And, in what might be the most consequential change, the starting point for calculating each year’s limit would be the prior year’s state spending, not the previous year’s expenditure limit. As under the current system, legislators could adjust the cap if at least two-thirds of the members of each body agree to do so.
“I believe it gives the state a better gauge of what you would consider reasonable government growth,” Beaullieu said.
The expenditure limit basically counts “state effort” and does not apply to federal dollars. The current limit is $14.353 billion. Usually, state spending is about $400 million to $500 million below the limit, said Greg Albrecht, the Louisiana Legislature’s chief economist.
Using Moody’s Analytics’ baseline scenario for the state, Albrecht said projected annual expenditure limit growth could range from just under 1 percent to almost 3.4 percent over the next five years under the proposed change. The limit’s estimated annual growth under the current system would range between almost 2 percent and just under 4.6 percent.
“The limit’s not going to grow as fast,” he said.
The proposed constitutional amendment will be on the ballot in November. The expenditure limit typically is approved at the end of the calendar year and applies to spending approved for the following fiscal year that begins July 1.
“This does not cut the state budget,” said Morgan Wampold with the Pelican Institute for Public Policy, which supported the bill and generally opposes raising taxes and increasing government spending. “It limits the growth of state spending.”
Critics say tight spending limits can hinder a state’s recovery from a recession by forcing cuts to services. Moody’s in a 2019 report predicted Louisiana would see a 25 percent reduction in state revenue during a severe recession like the one we’re experiencing now, noted Jan Moller with the Louisiana Budget Project, which focuses on how state policy impacts low- and middle-income families.
“From these economic depths, Louisiana can likely expect a period of rapid growth as the economy returns to normal,” Moller said in written testimony to the House Appropriations Committee. “With this amendment, you would almost certainly need a two-thirds vote to pass a budget when growth picks up – essentially handing veto power to a minority of members in either house.”

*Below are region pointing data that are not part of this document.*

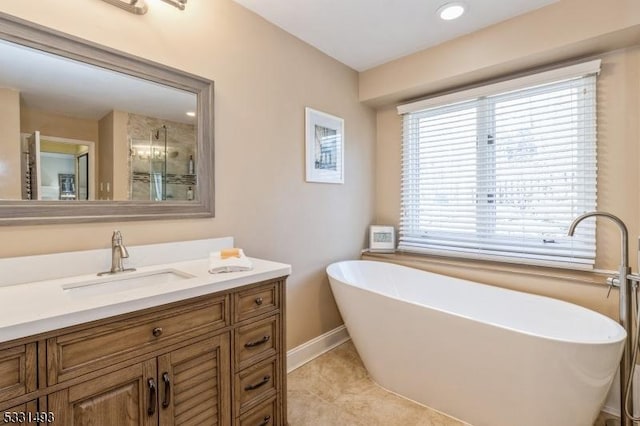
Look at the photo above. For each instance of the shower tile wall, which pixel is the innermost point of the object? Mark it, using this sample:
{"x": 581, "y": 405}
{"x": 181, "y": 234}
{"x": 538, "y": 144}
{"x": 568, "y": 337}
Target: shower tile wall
{"x": 181, "y": 144}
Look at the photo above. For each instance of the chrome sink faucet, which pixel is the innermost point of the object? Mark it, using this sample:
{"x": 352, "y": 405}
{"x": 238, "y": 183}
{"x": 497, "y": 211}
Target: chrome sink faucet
{"x": 118, "y": 252}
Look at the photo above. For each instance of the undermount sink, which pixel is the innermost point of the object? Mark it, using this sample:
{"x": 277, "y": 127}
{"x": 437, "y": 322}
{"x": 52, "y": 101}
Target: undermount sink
{"x": 125, "y": 281}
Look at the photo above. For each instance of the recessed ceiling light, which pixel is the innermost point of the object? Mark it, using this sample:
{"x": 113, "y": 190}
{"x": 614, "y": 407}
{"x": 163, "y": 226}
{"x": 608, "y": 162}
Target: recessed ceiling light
{"x": 451, "y": 11}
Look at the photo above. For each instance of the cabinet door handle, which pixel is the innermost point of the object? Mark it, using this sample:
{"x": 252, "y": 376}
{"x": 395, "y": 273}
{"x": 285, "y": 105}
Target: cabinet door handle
{"x": 152, "y": 397}
{"x": 263, "y": 382}
{"x": 255, "y": 343}
{"x": 167, "y": 390}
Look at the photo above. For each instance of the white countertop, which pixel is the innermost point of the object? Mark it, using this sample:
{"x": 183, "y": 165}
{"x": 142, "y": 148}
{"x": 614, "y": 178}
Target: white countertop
{"x": 42, "y": 306}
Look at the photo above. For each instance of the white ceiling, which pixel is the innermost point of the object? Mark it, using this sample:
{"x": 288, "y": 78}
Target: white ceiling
{"x": 365, "y": 33}
{"x": 63, "y": 86}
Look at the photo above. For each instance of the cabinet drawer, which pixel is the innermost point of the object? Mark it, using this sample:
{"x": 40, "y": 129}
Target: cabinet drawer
{"x": 256, "y": 341}
{"x": 256, "y": 301}
{"x": 79, "y": 352}
{"x": 255, "y": 383}
{"x": 266, "y": 414}
{"x": 17, "y": 371}
{"x": 24, "y": 415}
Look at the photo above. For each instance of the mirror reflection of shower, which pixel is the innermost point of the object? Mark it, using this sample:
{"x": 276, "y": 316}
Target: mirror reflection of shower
{"x": 161, "y": 167}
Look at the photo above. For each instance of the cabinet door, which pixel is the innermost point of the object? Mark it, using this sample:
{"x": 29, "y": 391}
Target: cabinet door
{"x": 195, "y": 384}
{"x": 127, "y": 397}
{"x": 22, "y": 415}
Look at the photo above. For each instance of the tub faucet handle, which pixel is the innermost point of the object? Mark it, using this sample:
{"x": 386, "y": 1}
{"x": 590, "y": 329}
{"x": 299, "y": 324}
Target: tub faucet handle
{"x": 613, "y": 282}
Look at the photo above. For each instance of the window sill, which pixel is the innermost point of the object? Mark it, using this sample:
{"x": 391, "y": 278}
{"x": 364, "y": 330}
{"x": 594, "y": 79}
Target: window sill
{"x": 420, "y": 261}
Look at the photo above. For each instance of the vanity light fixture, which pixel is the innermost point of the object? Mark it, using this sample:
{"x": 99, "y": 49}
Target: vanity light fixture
{"x": 139, "y": 7}
{"x": 180, "y": 4}
{"x": 451, "y": 11}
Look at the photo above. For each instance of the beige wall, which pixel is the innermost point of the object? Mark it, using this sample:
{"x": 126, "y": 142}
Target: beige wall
{"x": 10, "y": 145}
{"x": 105, "y": 156}
{"x": 264, "y": 78}
{"x": 57, "y": 125}
{"x": 618, "y": 190}
{"x": 120, "y": 185}
{"x": 564, "y": 30}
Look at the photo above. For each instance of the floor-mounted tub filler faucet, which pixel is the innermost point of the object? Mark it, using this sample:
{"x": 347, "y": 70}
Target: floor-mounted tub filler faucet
{"x": 118, "y": 252}
{"x": 625, "y": 281}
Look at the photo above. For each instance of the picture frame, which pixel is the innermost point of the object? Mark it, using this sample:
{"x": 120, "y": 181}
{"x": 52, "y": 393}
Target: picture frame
{"x": 324, "y": 147}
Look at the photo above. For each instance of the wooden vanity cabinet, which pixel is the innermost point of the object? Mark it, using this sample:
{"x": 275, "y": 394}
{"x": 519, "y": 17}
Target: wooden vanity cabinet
{"x": 213, "y": 360}
{"x": 188, "y": 386}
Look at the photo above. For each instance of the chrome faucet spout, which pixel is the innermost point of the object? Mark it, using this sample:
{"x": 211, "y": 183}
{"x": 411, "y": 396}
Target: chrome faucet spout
{"x": 624, "y": 234}
{"x": 118, "y": 252}
{"x": 624, "y": 309}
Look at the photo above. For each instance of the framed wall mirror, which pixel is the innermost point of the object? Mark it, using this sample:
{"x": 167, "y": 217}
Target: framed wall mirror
{"x": 88, "y": 133}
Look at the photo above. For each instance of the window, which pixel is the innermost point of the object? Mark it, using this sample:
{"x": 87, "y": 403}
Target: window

The current expenditure limit triggered a standoff between former Gov. Kathleen Blanco and Republicans in the legislature, who at the time were the minority party. State revenues spiked because of the post-Hurricane Katrina rebuilding boom, and Republicans were able to exact concessions from the Democratic governor in exchange for their votes to lift the cap.
“In normal years the expenditure limit has not come into play, but normal years aren’t normal anymore,” said Steven Procopio with the Public Affairs Research Council of Louisiana. “A new base year – set at an unusually low level during an economic recovery – could bring the spending limit into play. The two-thirds votes required to raise the new limits will create some interesting politics.”
Beaullieu, a freshman legislator, said he wasn’t thinking about politics when he proposed the bill, which passed with bipartisan support and was signed by Gov. John Bel Edwards, a Democrat. Edwards’ communication staff did not respond to an email asking why the governor decided to sign the bill.
While the effect might be to limit government growth, Beaullieu suggests the more detailed expenditure limit calculation also could provide ammunition for lawmakers who want to increase spending. If the population is growing, that means there are more taxpayers to support new spending and more people in need of government services.
“It gives both sides of the aisle some discussion points,” Beaullieu said.